On Wed, May 07, 2025 at 09:37:07AM +0700, Bagas Sanjaya wrote:
On Mon, May 05, 2025 at 11:18:32AM -0300, Jason Gunthorpe wrote:
+Since each compilation unit can only access one underlying format at a time, +code that is intended to be generic across multiple formats has to compile +itself multiple times.

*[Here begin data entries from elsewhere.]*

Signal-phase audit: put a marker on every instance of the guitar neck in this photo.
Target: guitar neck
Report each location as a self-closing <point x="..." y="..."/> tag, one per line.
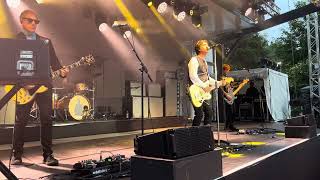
<point x="57" y="73"/>
<point x="239" y="88"/>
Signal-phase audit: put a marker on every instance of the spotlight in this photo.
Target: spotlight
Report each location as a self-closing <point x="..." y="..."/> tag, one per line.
<point x="127" y="34"/>
<point x="181" y="16"/>
<point x="13" y="3"/>
<point x="103" y="27"/>
<point x="196" y="21"/>
<point x="101" y="21"/>
<point x="162" y="7"/>
<point x="179" y="10"/>
<point x="248" y="12"/>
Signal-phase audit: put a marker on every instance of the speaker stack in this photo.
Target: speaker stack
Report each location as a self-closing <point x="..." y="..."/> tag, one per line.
<point x="301" y="127"/>
<point x="176" y="154"/>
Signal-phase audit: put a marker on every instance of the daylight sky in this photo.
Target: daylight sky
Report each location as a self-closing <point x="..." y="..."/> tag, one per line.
<point x="285" y="5"/>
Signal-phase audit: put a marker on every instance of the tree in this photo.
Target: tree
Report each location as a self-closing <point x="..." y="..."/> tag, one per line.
<point x="249" y="52"/>
<point x="291" y="49"/>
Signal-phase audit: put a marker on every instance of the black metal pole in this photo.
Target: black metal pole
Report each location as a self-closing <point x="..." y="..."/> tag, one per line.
<point x="143" y="70"/>
<point x="6" y="172"/>
<point x="142" y="105"/>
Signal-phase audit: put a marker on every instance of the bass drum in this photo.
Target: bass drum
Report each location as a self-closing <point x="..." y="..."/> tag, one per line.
<point x="79" y="107"/>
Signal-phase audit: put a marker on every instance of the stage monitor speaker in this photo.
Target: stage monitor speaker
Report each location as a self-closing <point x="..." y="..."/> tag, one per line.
<point x="304" y="120"/>
<point x="175" y="143"/>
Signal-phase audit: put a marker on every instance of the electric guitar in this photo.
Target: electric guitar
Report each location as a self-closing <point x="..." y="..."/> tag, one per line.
<point x="198" y="95"/>
<point x="231" y="95"/>
<point x="23" y="95"/>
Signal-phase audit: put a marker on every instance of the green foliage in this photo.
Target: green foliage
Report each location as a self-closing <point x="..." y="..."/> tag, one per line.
<point x="249" y="52"/>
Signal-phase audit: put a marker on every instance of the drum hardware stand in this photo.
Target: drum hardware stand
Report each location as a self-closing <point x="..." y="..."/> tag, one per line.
<point x="54" y="103"/>
<point x="143" y="69"/>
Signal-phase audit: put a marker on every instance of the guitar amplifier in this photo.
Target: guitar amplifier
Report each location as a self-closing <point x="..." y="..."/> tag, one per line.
<point x="175" y="143"/>
<point x="24" y="61"/>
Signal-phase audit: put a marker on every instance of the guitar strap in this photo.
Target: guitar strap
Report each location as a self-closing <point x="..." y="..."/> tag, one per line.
<point x="33" y="90"/>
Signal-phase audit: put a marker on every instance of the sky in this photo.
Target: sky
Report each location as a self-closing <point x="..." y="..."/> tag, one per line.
<point x="285" y="5"/>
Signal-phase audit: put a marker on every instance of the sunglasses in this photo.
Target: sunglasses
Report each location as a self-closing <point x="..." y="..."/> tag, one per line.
<point x="29" y="20"/>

+In an implementation compilation unit the headers would normally be included as +follows::
- #include <linux/generic_pt/common.h>
- #include "fmt/defs_amdv1.h"
- #include "pt_defs.h"
- #include "fmt/amdv1.h"
- #include "pt_common.h"
- #include "pt_iter.h"
What do you mean by compiling generic code multiple times? Including their headers at multiple places like above?
How about like this:
Instead the function pointers can end up at the higher level API (ie map/unmap, etc) and the per-format code can be directly inlined into the per-format compilation unit. For something like iommu each format will be compiled into a per-format iommu operations kernel module.
For this to work the .c file for each compilation unit will include both the format headers and the generic code for the implementation. For instance in an implementation compilation unit the headers would normally be included as follows::
#include <linux/generic_pt/common.h> #include "fmt/defs_amdv1.h" #include "pt_defs.h" #include "fmt/amdv1.h" #include "pt_common.h" #include "pt_iter.h" #include "iommut_pt.h" /* The iommu implementation */
iommu_pt.h includes definitions that will generate the operations functions for map/unmap/etc using the definitions provided by AMDv1. The resulting module will have exported symbols named like pt_iommu_amdv1_init().